First, Ukraine accounts for nearly 10% of global wheat exports.16 With a war raging on its soil, breakdown of internal transportation, and a blockage on its coastline by Russian warships, the country’s export shipments have been disrupted. Ukraine also accounts for more than a quarter of the world’s production of sunflower seed. With supply disruptions and fears of more to come, sunflower oil—a major derivate of sunflower seed—is witnessing sharp price hikes. This has, in turn, led to higher prices of alternatives to sunflower oil as well, as shown in figure 2. Russia too is a major agricultural exporter with major shares in global production of sunflower seed, barley, and wheat—it accounts for 18% of global wheat exports. While the war hasn’t touched Russian soil and no sanctions have been imposed on Russian agriculture, potential buyers will likely face problems in payments, given that a large section of the Russian banking sector has been sanctioned (key Russian banks were excluded from the SWIFT payments system in March).17 No wonder then that FAO’s price index for cereals shot up by 17.1% in March, while its index for edible oils rose by 23.2%.

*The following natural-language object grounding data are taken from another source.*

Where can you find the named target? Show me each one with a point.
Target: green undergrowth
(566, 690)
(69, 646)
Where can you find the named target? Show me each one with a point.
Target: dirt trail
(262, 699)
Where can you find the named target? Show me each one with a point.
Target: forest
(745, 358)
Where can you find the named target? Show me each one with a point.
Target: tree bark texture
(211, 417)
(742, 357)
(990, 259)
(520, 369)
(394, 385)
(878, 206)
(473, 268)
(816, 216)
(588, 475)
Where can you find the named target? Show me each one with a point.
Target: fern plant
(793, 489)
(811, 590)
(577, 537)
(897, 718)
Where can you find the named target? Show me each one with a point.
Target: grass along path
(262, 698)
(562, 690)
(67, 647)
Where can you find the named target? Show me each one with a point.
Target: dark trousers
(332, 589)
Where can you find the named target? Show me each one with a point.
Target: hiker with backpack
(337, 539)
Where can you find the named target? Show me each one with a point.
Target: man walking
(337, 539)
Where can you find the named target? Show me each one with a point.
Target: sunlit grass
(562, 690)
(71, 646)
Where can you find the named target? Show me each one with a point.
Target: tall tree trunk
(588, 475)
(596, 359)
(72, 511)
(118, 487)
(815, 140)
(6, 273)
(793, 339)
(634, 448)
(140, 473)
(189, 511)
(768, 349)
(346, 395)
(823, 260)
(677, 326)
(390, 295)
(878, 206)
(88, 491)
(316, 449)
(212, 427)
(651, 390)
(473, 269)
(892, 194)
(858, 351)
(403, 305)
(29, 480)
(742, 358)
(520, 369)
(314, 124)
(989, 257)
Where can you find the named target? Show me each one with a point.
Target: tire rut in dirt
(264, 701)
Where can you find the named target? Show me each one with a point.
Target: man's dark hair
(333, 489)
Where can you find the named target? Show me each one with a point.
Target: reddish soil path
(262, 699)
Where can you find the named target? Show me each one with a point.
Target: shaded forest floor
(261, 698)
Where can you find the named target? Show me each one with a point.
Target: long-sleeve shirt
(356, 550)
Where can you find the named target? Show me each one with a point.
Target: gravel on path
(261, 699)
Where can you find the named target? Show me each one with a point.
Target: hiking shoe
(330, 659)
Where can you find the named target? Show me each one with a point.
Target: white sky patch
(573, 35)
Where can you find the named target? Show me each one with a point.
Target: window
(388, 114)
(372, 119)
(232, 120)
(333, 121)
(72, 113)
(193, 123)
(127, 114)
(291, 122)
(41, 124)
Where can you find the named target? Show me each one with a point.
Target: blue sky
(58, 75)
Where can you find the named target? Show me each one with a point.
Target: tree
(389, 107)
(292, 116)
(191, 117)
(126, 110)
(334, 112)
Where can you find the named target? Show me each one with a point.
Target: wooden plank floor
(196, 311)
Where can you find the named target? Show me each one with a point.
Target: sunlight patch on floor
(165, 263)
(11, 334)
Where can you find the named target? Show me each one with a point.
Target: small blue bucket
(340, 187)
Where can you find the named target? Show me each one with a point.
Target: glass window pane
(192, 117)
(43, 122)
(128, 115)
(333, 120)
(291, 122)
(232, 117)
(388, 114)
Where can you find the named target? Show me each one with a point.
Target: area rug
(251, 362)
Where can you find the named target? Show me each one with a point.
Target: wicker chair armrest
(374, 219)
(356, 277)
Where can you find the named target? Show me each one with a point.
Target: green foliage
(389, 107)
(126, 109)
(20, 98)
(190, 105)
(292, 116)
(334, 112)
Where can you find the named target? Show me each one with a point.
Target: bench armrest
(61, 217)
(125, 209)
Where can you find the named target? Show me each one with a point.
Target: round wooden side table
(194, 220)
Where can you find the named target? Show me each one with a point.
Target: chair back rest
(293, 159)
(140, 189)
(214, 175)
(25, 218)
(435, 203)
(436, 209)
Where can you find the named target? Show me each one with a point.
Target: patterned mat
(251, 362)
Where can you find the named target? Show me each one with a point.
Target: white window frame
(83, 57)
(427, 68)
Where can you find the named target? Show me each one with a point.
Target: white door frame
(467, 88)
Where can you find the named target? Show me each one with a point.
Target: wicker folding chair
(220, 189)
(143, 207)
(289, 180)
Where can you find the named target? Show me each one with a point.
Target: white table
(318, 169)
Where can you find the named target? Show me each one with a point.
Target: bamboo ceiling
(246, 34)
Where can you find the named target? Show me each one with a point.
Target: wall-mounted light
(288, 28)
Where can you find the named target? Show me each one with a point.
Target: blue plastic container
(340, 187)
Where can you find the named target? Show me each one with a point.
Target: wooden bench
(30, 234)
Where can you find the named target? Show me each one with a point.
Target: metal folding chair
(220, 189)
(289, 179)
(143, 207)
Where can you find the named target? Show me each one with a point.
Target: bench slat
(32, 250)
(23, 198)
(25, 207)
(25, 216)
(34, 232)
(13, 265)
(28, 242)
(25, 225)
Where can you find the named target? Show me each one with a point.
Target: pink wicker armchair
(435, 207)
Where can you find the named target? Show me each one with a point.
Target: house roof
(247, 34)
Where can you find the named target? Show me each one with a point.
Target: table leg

Second, the war is also driving up the cost of food production. While fuel and transportation costs have gone up, as figure 3 shows, so have the prices of fertilizers, an essential ingredient for crop yields. While the average monthly price of urea went up 22% in March, diammonium phosphate prices grew 25.6% during the month.18 The uptick in prices in March, however, isn’t surprising as the price of natural gas—a key input in producing nitrogen-based fertilizers—went up by 38.2%19 during the month on fears of supply disruptions due to the Ukraine-Russia conflict. There are also worries about disruptions to global fertilizer exports from Russia and Belarus—two countries that have also been hit by sanctions. Russia is a major exporter of nitrogen, potassium, and phosphorous fertilizers, while Belarus, which had been under sanctions even before the conflict in Ukraine, is a major producer of phosphorous fertilizers.20
Third, as the conflict continues, it will impact the planting of new crops in Ukraine. The continuing blockade of the country’s coast and the destruction of its ports and internal transport networks will keep the pressure on global food trade. Soaring fertilizer prices, meanwhile, may result in lower use of fertilizers, thereby denting crop yields in major fertilizer importers. As shipments from Russia and Belarus face disruptions, fertilizer importers from these countries may be forced to diversify or use alternate systems to make payments to the two sanctioned countries—that may not be easy, given the current sanctions.21 Diversifying imports or boosting domestic production also raises uncertainties in the near term and loss of competitive advantage, thereby raising costs. Further, as food prices rise, the risk of export restrictions has gone up as countries try to protect domestic supply. In April, for example, Indonesia put restrictions on palm oil exports citing high domestic prices. While this will increase global palm oil prices, it will also push up prices of other edible oils and fast-moving consumer goods that use edible oil (including palm oil) as inputs.22
Low-income households and major food importers are feeling the pain
As food prices surge, those at the lower end of the income ladder will be hit the most. Low-income households typically spend a higher share of their income on food items compared to middle- and high-income families.23 Furthermore, low-income households spend more on food types that have risen most in price. For example, staple foods such as cereals and breads constitute a higher share of diet of poor households—all of which have recorded strong growth in prices.24 Across countries, developing economies typically have a higher share of food in their overall consumer baskets—and hence in their Consumer Price Index (CPI)—compared to advanced economies. For example, food and beverages account for 54% of CPI in Ethiopia and 50.7% in Nigeria, compared to just 11.6% in the United Kingdom.25 Consumers in these countries will likely face a bigger hit, on aggregate, from rising food inflation (figure 5) than their counterparts in affluent countries. Also, food is a necessity compared to other consumer goods and a broad price rise across key food segments—as evident from the FAO indices—means that people won’t be able to substitute them for cheaper products. The result may be weakened discretionary spending, especially for low-income households. High fuel prices will only make things worse.